Na monarquia de Jean-Christian Petitfils, tudo é sempre mais belo, tudo é sempre maior e aqueles que fizeram comentários mais matizados são apenas assassinos maliciosos da bela França de outrora. Em Petitfils, a França de Luís XV é uma terra de fartura, bem civilizada, até mesmo a sexualidade muito liberada da alta sociedade do século XVIII torna-se simples galanteria de boa qualidade. Para dizer a verdade, a hipocrisia da modéstia é levada tão longe que até os casos extraconjugais do delfim, filho de Luís XV, são negados. Os historiadores anteriores teriam "cometido um erro", diz o autor. Sem ofensa aos Petitfils, eles estão, no entanto, muito bem documentados. Embora este seja certamente um ponto de detalhe, ele diz muito sobre a maneira como esse biógrafo de Luís XV trata (ou deveríamos dizer maltrata?) A História.

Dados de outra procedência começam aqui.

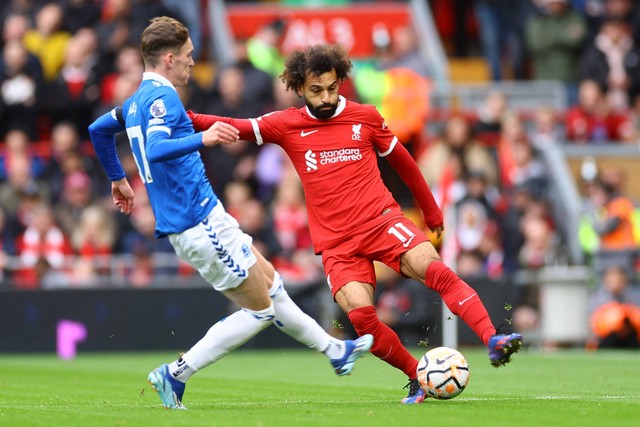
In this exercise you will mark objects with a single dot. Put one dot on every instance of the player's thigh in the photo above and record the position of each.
(354, 295)
(343, 265)
(414, 262)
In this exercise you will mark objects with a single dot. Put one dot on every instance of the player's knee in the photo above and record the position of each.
(276, 288)
(265, 315)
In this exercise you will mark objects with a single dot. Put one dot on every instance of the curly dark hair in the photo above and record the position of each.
(315, 60)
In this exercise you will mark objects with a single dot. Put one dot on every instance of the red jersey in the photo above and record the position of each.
(336, 160)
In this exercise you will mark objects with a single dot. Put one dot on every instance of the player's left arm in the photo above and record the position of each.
(401, 160)
(102, 133)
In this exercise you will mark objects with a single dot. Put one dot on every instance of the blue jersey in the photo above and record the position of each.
(165, 149)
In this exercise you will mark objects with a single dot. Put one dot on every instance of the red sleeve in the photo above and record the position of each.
(204, 121)
(408, 170)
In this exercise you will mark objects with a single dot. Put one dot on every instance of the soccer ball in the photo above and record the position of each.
(443, 373)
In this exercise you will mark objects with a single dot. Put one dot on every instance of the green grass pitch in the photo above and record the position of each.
(296, 387)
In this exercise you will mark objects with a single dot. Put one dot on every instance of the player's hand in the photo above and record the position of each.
(220, 133)
(198, 120)
(437, 231)
(122, 195)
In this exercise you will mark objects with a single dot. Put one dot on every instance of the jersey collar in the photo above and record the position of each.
(148, 75)
(342, 103)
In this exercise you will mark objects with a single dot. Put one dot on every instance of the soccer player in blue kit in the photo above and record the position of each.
(189, 214)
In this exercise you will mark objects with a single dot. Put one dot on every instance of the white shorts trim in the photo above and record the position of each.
(217, 248)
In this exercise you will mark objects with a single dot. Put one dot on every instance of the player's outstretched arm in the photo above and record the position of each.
(102, 132)
(204, 122)
(219, 133)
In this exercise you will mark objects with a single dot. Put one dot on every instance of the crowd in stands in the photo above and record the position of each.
(65, 62)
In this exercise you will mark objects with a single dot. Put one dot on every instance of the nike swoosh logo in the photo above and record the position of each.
(466, 299)
(408, 242)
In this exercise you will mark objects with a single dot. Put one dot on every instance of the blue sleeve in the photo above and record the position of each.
(161, 147)
(102, 132)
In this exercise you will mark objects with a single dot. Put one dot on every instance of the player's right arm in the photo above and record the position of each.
(102, 132)
(249, 129)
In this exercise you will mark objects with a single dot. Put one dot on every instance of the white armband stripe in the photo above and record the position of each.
(393, 144)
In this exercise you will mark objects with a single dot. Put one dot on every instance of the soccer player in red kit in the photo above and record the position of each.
(353, 218)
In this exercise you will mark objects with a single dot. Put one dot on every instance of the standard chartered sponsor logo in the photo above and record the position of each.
(330, 157)
(341, 155)
(310, 160)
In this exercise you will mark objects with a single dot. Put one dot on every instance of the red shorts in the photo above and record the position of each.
(352, 260)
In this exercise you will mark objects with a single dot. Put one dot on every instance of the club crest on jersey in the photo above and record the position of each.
(132, 109)
(246, 251)
(356, 132)
(158, 109)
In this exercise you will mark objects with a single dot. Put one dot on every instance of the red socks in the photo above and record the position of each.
(386, 344)
(462, 299)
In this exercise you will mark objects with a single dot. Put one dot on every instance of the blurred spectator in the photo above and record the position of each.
(520, 200)
(615, 311)
(47, 40)
(21, 89)
(258, 223)
(21, 185)
(457, 136)
(66, 157)
(226, 163)
(236, 194)
(403, 52)
(228, 95)
(634, 119)
(555, 39)
(80, 14)
(74, 94)
(610, 213)
(43, 246)
(122, 23)
(263, 48)
(75, 198)
(296, 261)
(14, 27)
(541, 246)
(17, 144)
(25, 8)
(597, 11)
(592, 120)
(5, 245)
(94, 236)
(258, 84)
(546, 129)
(613, 60)
(517, 161)
(501, 26)
(490, 114)
(117, 86)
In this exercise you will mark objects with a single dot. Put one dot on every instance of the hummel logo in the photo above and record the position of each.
(466, 299)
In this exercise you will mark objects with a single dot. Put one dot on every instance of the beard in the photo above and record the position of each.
(324, 111)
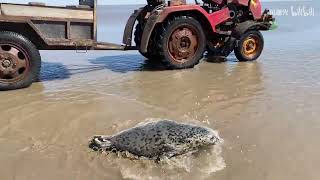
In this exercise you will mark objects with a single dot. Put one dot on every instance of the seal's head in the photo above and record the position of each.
(101, 143)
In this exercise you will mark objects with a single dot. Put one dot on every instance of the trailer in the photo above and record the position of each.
(173, 32)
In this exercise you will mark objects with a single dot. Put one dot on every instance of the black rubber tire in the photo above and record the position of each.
(137, 39)
(167, 29)
(34, 60)
(238, 49)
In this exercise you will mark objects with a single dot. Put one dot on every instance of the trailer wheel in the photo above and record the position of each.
(20, 61)
(182, 43)
(250, 46)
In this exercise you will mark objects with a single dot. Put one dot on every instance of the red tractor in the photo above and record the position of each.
(178, 34)
(173, 32)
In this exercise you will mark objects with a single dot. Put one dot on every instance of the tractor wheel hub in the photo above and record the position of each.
(6, 63)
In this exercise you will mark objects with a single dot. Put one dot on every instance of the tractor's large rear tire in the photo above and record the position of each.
(182, 43)
(250, 46)
(20, 61)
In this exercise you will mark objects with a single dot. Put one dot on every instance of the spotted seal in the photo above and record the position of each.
(159, 139)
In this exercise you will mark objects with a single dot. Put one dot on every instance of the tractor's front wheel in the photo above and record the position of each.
(182, 43)
(250, 46)
(20, 61)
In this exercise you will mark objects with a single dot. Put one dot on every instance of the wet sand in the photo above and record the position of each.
(267, 111)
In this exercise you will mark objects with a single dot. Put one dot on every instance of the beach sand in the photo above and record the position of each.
(267, 111)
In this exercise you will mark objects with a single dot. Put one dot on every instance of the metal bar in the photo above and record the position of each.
(95, 23)
(68, 29)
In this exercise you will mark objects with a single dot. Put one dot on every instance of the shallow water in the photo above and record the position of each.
(267, 111)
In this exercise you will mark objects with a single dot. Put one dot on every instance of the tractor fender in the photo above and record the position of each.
(127, 35)
(159, 16)
(243, 27)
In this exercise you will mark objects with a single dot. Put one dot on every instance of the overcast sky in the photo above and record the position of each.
(70, 2)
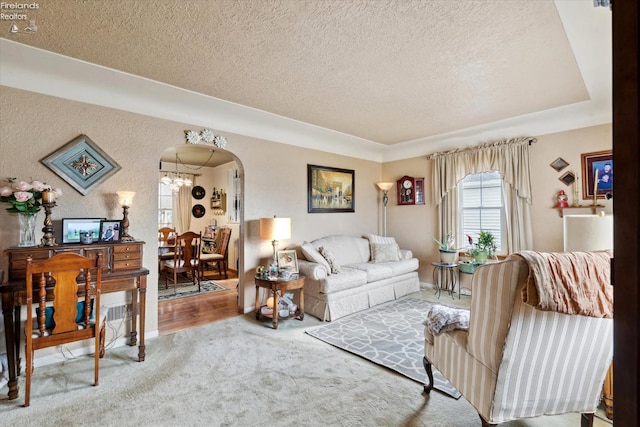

Como lhe é igualmente difícil chegar a ponto de fazer do Amado um preço de virtude, é absolutamente necessário compensar encontrando-lhe múltiplas outras qualidades. Os elogios dos contemporâneos se repetem sem nenhum espírito crítico e o autor entra em êxtase: “Que porto majestoso! Que digno sucessor de Luís XIV é este belo atleta de cintura arqueada, um ritmo cheio de presença e grandeza. [...] Como não elogiar sua paciência, sua bondade natural? "
Luís XV também é um bom rei, convenhamos. Desde pequeno, Petitfils o apresenta a nós como um estrategista político. Ele não deve mais aparecer como um "príncipe fraco e indolente, tendo pouco poder", mas como um monarca que experimenta "com júbilo a grande arte da política: segredo, dissimulação, engano, paciência, na melhor tradição. dos Bourbons ”. Um programa completo. Paradoxalmente, ele também é um rei que não reinaria até a morte de Fleury em 1743 porque a grande falha de Luís XV seria ser muito modesto e não confiar em si mesmo o suficiente.
Luís XV

Era melhor antes

O grande hobby de Petitfils é também a comparação entre o Ancien Régime e o mundo contemporâneo, para melhor divulgar o primeiro, é claro. Não podemos escapar de sua retórica usual sobre os 50.000 oficiais que mantiveram o reino funcionando enquanto agora precisamos de 5,5 milhões de funcionários públicos, como se a França de Luís XV fosse estritamente equivalente à de 2015. Da mesma forma, gosta de dar aulas de história esculpidas em grandes ganchos de notas: "Vamos nos livrar dos velhos clichês espalhados pelos livros escolares", afirma antes de nos explicar que as deduções fiscais do A França do século 18 era muito fraca e o camponês não reclamava por nada. Nisso o ex-banqueiro se mostra pouco perspicaz ou de má-fé. Na verdade, Joël Félix (Finanças e Política na Idade do Iluminismo, Paris, 1999) mostrou claramente que a realidade é mais complexa e que requer pelo menos levar em consideração a receita extraordinária arrecadada em tempos de guerra, bem como o todo impostos e taxas cobradas no reino, o que não faz as fontes que aqui servem de referência.

Nossa opinião

A biografia de Petitfils é fácil de ler, mas é ao mesmo tempo uma imagem tendenciosa do reinado de Luís XV e uma longa refutação, que se torna uma obsessão, de sua reputação de rei mau. É apenas parcialmente inspirado em trabalhos recentes (os de Bernard Hours em particular) e apenas retém o que confirma a tese do autor. Ficamos, portanto, insatisfeitos, muitas vezes incomodados e, acima de tudo, lutamos para entender como tal trabalho de tese pode seguir a hagiografia publicada anteriormente sobre Luís XVI, já que, precisamente, o rei guilhotinado havia baseado seu reinado em uma oposição sistemática aos medidas tomadas pelo seu antecessor.

Jean-Christian Petitfils, Louis XV, Perrin, 2014.